2

Warum sind Juden erfolgreich?

WASHINGTON, DC – In den vergangenen Jahrzehnten haben Wirtschaftswissenschaftler versucht, den Begriff Humankapital zu verwenden, der oft als die Fähigkeiten, Fertigkeiten, Kenntnisse und Veranlagungen definiert wird, die wirtschaftlichen Erfolg ausmachen.Doch diejenigen, die den Begriff verwenden, nehmen häufig an, dass die begriffliche Erfassung eines Phänomens ein erster Schritt zu seiner Manipulierung ist.Und tatsächlich ist die „Humankapitalpolitik“ derzeit stark in Mode.Doch was wäre, wenn viele der betreffenden Fähigkeiten und Veranlagungen eine Folge der Geschichte sind und verstanden und erklärt werden können, aber nicht einfach nachgeahmt?

Simon Kuznets, einer der großen Wirtschaftswissenschaftler des zwanzigsten Jahrhunderts war ein Pionier der Humankapitaltheorie.Nicht lange vor seinem Tod empfahl Kuznets einem jungen Kollegen, man sollte die Rolle der Juden im Wirtschaftsleben untersuchen.

Im Großen und Ganzen haben Ökonomen und andere Gesellschaftswissenschaftler die Geschichte der Juden und des Kapitalismus vernachlässigt, aus Gründen, die verständlich, aber nicht überzeugend sind.Für die meisten Wirtschaftswissenschaftler ist der Umfang, in dem der moderne Kapitalismus von früheren kulturellen Voraussetzungen geformt wurde, bestenfalls ein Grund für Verwirrung, wenn nicht bloß ein zu vernachlässigender Faktor.

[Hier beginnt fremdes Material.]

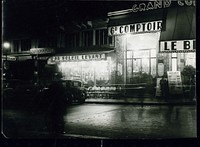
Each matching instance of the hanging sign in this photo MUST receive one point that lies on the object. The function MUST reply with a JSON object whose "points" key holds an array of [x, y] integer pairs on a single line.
{"points": [[175, 82], [177, 46], [135, 28]]}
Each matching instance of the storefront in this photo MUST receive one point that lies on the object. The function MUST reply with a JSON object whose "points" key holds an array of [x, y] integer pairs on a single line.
{"points": [[151, 40]]}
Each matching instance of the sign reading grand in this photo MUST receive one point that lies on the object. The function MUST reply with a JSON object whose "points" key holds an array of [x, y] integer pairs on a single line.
{"points": [[38, 51], [177, 46], [54, 59], [135, 28]]}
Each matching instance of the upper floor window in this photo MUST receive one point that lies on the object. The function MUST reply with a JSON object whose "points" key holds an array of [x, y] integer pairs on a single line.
{"points": [[25, 45]]}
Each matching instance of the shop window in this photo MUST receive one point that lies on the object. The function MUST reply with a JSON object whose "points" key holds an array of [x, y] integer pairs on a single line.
{"points": [[190, 59], [174, 64], [25, 45], [16, 45], [101, 37]]}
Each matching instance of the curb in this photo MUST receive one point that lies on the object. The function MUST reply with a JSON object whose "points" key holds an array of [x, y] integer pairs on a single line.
{"points": [[142, 103]]}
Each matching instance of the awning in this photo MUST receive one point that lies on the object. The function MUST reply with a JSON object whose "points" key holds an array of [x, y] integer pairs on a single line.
{"points": [[79, 56], [17, 57]]}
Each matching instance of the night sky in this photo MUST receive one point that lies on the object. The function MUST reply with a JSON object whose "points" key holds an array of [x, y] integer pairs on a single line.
{"points": [[33, 17]]}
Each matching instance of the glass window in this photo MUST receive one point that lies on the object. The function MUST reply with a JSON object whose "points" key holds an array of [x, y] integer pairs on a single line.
{"points": [[174, 64], [129, 54]]}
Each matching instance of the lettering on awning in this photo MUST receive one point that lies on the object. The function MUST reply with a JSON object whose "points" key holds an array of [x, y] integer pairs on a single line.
{"points": [[39, 51], [68, 58], [177, 46]]}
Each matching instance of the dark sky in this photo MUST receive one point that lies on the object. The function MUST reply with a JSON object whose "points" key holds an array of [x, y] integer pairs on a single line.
{"points": [[34, 16]]}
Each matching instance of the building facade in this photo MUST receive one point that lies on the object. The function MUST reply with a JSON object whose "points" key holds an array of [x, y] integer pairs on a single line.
{"points": [[128, 50]]}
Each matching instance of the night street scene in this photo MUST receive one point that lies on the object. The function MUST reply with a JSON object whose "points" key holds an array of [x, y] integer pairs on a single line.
{"points": [[102, 70]]}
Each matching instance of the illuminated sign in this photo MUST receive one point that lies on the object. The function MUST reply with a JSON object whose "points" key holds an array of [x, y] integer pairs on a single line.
{"points": [[178, 46], [38, 51], [160, 4], [135, 28], [76, 58], [153, 5]]}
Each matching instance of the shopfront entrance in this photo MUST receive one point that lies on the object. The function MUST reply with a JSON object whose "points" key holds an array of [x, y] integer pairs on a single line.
{"points": [[141, 52]]}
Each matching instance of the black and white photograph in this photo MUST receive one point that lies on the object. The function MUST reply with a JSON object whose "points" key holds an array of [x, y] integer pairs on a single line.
{"points": [[99, 69]]}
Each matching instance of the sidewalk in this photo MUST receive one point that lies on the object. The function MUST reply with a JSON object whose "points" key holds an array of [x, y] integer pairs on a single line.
{"points": [[142, 101]]}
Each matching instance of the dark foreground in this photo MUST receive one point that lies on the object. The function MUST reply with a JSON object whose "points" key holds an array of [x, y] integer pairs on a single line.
{"points": [[107, 121]]}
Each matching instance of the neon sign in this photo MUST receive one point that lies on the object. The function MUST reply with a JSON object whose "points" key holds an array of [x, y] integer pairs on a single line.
{"points": [[135, 28], [178, 46]]}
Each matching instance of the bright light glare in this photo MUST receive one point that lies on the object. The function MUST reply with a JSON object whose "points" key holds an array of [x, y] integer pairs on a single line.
{"points": [[6, 45]]}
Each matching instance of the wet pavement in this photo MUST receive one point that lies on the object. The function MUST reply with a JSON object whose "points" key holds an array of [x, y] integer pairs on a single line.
{"points": [[108, 121]]}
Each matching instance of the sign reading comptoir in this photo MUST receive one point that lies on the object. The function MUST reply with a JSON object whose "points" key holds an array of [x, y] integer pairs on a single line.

Solche kulturellen Überlegungen passen einfach nicht in die Kategorien, in denen auf Gleichungen fixierte Wirtschaftswissenschaftler zu denken neigen.Wenn Wirtschaftswissenschaftler das „Humankapital“ untersuchen, ziehen sie messbare Kriterien wie Schuljahre vor.In dem Maße, wie das Humankapital Charakterzüge und verschiedene Arten von „Know-how“ umfasst, die innerhalb der Familie und des Umfelds übertragen werden, anstatt durch formale Bildung, wird es sowohl methodologisch schwer zu fassen als auch mit Politik schwer zu beeinflussen.